Delivering and closing on a successful sales proposal is one of the most crucial stages in the sales process. In this blog, our anonymous and incredibly successful content contributor (sales leader/entrepreneur/growth warrior) dives into how to better manage sales proposals. If you’re reading this and you’re already rich and crushing your numbers, awesome, I have some land in Florida I’d like to sell you. However, It’s more likely that you’re reading this because you want to do one of three things:
- Accelerate your sales velocity
- Get larger and more meaningful deals
- Sell something you haven’t sold before
Let’s get started. Here are the three steps you need to take before you even think about closing a deal.
The Sales Proposal Checklist
1. Track Your Sales Proposals in a System of Record.
It doesn’t matter if you use Salesforce or Google Sheets, but you need a system of record to log, track, and understand your customers and your sales pipeline. In whichever system of record you choose, you need to track sales proposals, responses, margins, final outcomes and deliverables for every customer. Implementing these standard operating procedures allows you to train your team, empower others to sell, and to standardize the communications with your customers. Most importantly, having a reliable system of record allows you and your team to gain invaluable intelligence about your customers.
2. Remember that Your Prospects Don’t Work for You.
Your prospects do not work for you. You work for them. If you need an update on a sales proposal, don’t just ask for it. Like any relationship, if you spend all your time asking your partner to do things for you, or for updates on things you’ve already asked them to do, your perceived proactivity will quickly turn to nagging, and then the battle is lost. Never ask your customer or prospect to give you an update on the status of the sales proposal. Instead, add value throughout the process and try to get their agreement before you submit the sales proposal.
3. Set Sales Proposal Expectations and Align with Your Prospects Ahead of Time.
Dating experts talk about this all of the time — many things that become issues in marriage could have been discussed or resolved while dating. During the proposal, or statement of work, period, ask your prospects these four questions. You’ll be surprised how much easier it is to close the deal.
- How does your company typically buy solutions like ours? Meaning, who is involved, what are the ROI metrics that we will be graded on?

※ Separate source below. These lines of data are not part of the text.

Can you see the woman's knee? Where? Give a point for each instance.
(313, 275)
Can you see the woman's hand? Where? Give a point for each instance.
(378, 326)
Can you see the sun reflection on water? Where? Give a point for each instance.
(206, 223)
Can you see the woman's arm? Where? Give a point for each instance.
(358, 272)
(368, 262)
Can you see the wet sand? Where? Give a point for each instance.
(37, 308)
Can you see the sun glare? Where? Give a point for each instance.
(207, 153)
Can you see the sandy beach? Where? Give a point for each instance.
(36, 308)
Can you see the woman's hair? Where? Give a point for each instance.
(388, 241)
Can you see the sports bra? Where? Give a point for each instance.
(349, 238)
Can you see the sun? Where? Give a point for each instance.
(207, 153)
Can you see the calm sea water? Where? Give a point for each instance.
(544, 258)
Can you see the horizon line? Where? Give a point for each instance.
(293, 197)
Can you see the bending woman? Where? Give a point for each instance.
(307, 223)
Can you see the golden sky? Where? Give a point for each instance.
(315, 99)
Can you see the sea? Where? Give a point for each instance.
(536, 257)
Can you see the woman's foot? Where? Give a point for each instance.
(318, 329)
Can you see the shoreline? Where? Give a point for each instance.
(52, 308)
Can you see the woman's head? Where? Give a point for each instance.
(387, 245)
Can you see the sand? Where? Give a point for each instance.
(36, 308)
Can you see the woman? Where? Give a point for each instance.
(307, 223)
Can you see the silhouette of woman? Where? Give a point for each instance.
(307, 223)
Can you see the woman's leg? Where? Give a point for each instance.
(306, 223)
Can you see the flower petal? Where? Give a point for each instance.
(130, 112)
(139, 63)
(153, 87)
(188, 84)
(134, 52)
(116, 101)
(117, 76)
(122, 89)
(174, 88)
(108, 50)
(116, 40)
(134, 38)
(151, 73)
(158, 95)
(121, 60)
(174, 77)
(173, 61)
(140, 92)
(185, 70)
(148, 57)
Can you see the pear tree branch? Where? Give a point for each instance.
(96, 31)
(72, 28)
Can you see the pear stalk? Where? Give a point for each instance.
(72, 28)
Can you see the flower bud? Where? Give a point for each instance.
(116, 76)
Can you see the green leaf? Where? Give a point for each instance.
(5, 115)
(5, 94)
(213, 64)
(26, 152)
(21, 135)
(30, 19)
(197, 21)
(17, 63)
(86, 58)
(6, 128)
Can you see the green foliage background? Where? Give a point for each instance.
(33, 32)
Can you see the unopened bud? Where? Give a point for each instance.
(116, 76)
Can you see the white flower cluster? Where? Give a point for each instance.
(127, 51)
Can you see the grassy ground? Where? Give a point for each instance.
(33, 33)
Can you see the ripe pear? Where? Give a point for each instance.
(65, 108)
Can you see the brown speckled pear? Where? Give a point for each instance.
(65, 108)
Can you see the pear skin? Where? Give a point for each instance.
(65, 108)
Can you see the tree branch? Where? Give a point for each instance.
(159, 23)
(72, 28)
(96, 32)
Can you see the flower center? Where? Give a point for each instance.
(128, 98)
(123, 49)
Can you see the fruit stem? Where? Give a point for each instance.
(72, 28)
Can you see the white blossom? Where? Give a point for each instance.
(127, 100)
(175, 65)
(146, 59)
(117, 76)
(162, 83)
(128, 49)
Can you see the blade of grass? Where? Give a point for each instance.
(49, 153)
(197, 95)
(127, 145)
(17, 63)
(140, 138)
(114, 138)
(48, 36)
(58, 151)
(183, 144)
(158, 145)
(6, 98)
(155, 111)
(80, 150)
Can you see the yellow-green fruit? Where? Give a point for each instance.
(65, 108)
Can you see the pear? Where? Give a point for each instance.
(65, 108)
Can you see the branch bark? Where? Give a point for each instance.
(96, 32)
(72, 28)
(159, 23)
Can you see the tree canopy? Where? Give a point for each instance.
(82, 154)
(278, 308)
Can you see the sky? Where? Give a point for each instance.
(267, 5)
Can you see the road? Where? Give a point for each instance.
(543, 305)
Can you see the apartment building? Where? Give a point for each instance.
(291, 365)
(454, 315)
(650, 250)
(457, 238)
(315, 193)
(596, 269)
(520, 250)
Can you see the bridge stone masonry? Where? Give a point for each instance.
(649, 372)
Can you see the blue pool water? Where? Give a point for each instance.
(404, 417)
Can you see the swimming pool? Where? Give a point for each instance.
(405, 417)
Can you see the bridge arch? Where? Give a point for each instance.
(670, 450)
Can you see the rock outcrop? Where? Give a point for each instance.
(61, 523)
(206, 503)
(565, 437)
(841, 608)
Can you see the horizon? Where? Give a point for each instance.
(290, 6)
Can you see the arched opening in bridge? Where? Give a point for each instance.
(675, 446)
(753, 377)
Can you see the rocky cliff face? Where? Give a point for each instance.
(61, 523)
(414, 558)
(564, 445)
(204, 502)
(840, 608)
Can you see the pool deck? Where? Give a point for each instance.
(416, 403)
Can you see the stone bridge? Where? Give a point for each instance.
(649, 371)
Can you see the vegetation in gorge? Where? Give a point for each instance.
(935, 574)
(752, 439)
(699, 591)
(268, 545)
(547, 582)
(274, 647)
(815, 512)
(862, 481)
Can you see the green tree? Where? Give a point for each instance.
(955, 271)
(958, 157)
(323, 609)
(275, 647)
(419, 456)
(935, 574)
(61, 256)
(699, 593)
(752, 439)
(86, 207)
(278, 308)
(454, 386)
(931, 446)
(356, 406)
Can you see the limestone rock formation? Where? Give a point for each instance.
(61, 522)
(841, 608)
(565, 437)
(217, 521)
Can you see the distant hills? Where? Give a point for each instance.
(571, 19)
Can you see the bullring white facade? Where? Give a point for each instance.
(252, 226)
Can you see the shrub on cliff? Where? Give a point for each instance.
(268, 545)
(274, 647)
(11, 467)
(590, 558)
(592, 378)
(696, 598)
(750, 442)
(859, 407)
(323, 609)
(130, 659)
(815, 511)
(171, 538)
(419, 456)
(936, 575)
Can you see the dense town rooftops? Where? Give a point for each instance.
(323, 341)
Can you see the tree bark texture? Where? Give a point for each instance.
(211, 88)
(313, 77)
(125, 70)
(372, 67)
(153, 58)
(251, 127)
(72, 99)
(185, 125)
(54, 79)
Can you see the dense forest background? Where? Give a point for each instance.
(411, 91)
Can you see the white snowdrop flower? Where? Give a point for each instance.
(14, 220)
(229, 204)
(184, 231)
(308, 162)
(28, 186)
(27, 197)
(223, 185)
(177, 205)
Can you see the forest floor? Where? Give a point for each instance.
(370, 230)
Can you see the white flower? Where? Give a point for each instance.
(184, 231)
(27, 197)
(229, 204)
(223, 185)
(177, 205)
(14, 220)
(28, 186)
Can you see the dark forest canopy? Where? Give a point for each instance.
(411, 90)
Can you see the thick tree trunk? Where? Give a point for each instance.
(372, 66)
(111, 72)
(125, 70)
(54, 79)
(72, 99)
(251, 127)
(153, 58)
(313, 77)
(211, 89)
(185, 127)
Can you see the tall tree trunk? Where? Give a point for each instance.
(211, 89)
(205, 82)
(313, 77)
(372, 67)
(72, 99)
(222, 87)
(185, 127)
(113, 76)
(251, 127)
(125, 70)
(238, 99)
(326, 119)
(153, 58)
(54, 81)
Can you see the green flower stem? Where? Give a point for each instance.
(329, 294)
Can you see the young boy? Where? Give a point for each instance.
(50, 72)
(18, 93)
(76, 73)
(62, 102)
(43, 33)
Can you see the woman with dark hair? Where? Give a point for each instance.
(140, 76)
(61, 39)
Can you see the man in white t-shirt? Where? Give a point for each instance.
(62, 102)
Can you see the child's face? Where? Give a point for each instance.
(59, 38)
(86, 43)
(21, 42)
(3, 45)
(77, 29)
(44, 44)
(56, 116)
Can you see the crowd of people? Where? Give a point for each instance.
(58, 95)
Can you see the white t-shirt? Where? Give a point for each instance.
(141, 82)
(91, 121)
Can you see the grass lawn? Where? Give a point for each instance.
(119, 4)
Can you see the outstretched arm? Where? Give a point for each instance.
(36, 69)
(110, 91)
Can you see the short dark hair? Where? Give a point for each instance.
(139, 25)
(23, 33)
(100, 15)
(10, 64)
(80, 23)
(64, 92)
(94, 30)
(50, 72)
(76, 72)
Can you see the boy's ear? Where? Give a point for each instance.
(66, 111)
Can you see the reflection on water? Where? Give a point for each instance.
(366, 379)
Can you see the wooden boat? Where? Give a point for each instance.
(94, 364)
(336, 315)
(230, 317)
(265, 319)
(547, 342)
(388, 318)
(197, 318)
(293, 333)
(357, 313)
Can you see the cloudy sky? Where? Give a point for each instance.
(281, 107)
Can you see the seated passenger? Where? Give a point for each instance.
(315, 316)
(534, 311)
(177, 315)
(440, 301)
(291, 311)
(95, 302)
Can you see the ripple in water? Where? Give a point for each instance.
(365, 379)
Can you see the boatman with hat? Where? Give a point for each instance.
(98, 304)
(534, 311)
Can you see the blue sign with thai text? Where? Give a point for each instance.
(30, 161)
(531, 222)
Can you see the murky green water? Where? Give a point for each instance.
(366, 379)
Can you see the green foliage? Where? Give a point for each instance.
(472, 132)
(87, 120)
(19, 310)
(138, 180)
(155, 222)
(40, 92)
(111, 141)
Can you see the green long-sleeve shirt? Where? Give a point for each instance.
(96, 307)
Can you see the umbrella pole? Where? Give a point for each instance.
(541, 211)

- What information (references, case studies, success data, etc) can I provide in the sales proposal or statement of work that will help you make a more informed decision?
- Are you required to bring in competitors for what’s been proposed? How many alternatives (internal or external) will your “committee” consider? How do we rank based on what you know so far? What would make us the standout?
- As part of building sales proposals, we like to get a sense of timing for our team and critical resources. How long do you expect this process to take? What are the steps in your process? How should my team and I communicate with you so that you know you are supported but don’t feel we’re following up too much? If we don’t hear from you, what should we assume?